Len Sassaman also co-invented the field of language-theoretic security research, which is the topic of his talk. Prior to becoming an academic researcher, Len was an active cypherpunk and held such roles as Chief Architect at Anonymizer, Inc., Senior Security Architect at Known Safe, Inc., and a Lead Software Engineer at PGP Security, Inc. Last year at Black Hat, Len presented (with Dan Kaminsky) a series of fatal flaws in the Certificate Authority system, discovered using language-theoretic security analysis methods.

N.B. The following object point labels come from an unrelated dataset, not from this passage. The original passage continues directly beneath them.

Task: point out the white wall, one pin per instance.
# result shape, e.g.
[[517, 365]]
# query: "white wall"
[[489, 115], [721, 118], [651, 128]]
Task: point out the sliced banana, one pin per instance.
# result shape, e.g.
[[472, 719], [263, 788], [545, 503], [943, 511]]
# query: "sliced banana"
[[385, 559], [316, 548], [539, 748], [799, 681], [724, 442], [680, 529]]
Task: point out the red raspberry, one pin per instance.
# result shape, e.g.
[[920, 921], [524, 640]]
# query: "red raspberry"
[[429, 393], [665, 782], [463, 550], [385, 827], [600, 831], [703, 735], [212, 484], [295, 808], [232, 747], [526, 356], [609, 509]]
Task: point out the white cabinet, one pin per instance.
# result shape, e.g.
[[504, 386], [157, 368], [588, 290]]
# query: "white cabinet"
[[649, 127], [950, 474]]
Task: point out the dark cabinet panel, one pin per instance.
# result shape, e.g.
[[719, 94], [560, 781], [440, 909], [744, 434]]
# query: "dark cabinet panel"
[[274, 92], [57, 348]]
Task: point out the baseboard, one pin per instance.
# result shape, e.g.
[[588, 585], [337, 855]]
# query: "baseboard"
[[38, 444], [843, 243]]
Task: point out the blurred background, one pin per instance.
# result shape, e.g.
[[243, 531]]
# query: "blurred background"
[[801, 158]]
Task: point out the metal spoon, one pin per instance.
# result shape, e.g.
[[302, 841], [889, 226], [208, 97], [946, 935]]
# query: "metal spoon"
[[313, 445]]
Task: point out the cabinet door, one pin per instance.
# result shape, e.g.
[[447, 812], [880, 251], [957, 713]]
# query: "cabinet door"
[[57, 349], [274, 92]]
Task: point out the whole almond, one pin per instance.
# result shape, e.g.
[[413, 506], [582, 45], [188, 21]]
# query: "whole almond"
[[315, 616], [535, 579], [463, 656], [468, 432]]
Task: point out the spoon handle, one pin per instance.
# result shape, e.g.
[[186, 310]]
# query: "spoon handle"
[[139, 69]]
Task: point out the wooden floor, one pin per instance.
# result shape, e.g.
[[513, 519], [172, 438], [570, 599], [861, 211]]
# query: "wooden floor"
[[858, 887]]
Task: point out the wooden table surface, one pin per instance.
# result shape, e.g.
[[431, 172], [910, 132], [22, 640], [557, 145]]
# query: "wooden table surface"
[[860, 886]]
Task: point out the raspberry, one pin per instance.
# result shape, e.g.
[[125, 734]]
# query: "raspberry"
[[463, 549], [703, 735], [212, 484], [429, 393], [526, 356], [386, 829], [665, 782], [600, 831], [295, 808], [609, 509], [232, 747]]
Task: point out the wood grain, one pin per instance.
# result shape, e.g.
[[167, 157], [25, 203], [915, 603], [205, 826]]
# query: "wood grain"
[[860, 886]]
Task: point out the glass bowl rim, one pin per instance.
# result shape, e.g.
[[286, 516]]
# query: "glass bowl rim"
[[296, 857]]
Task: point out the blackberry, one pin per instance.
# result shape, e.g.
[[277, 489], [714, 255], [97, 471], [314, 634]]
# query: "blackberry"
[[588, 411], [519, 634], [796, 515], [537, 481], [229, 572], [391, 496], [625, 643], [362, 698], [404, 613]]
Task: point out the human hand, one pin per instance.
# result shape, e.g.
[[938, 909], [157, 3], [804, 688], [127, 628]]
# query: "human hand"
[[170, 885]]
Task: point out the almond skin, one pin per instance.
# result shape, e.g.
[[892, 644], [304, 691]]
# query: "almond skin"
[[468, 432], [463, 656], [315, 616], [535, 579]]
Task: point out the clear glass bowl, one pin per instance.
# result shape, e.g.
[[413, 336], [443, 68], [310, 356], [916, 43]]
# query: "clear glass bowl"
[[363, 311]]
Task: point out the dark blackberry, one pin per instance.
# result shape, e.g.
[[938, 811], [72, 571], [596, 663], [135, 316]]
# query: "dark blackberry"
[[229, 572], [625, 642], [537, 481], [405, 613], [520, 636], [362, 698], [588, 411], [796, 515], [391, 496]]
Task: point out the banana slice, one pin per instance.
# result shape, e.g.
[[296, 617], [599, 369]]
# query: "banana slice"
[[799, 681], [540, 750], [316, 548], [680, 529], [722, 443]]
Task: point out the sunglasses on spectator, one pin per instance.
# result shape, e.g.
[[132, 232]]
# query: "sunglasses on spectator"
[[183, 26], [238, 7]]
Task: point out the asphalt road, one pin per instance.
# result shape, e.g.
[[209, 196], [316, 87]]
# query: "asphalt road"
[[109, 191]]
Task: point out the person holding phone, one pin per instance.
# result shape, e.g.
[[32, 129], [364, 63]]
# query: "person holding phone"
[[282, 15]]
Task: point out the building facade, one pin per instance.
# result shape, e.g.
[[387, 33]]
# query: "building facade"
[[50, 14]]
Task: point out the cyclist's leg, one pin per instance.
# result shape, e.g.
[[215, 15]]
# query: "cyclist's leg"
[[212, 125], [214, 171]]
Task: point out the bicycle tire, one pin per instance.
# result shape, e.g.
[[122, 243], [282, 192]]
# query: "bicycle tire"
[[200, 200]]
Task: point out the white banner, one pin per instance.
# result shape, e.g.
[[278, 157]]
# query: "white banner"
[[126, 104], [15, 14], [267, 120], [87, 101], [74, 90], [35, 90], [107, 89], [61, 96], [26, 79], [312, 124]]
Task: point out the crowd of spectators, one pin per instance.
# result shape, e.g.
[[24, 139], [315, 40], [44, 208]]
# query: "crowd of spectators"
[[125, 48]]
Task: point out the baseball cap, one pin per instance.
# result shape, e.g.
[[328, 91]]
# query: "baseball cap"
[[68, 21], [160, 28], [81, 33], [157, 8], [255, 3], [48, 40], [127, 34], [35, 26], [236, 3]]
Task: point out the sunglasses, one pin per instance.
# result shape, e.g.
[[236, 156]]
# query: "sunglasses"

Len has spoken at many security conferences, co-founded the CodeCon and Biohack! conferences and the HotPETS workshop.

--------

Meredith L. Patterson is an independent researcher whose areas of expertise range from CS-related topics such as database design, data-mining algorithms, complexity theory, computational linguistics, information security, and privacy-enhancing technology systems; to synthetic biology, design of transgenic organisms using low-cost, build-it-yourself lab equipment, and human metabolic system studies; and speculative fiction as a published author of multiple short stories, mostly science fiction.

Meredith has a BA in Linguistics from the University of Houston and a MA in Linguistics from the University of Iowa. She is heavily involved with the DIYBio movement, and works on transgenic lactic acid bacteria. She co-founded the field of language-theoretic security research, which she used to successfully defeat such troublesome attacks as SQL injection with her "Dejector" library. Most recently, she presented the Biopunk Manifesto at a UCLA synthetic biology conference, and presented her work with Dan Kaminsky and Len Sassaman on breaking the Internet's certificate authority system (by creating usable, bogus certificates crafted to exploit ambiguity in X.509 parsing implementations using language-theoretic security analysis principles) at the Financial Cryptography 2010 conference.

Meredith lives in Leuven, Belgium. In her spare time, she knits, repairs cars, and hacks on open source software.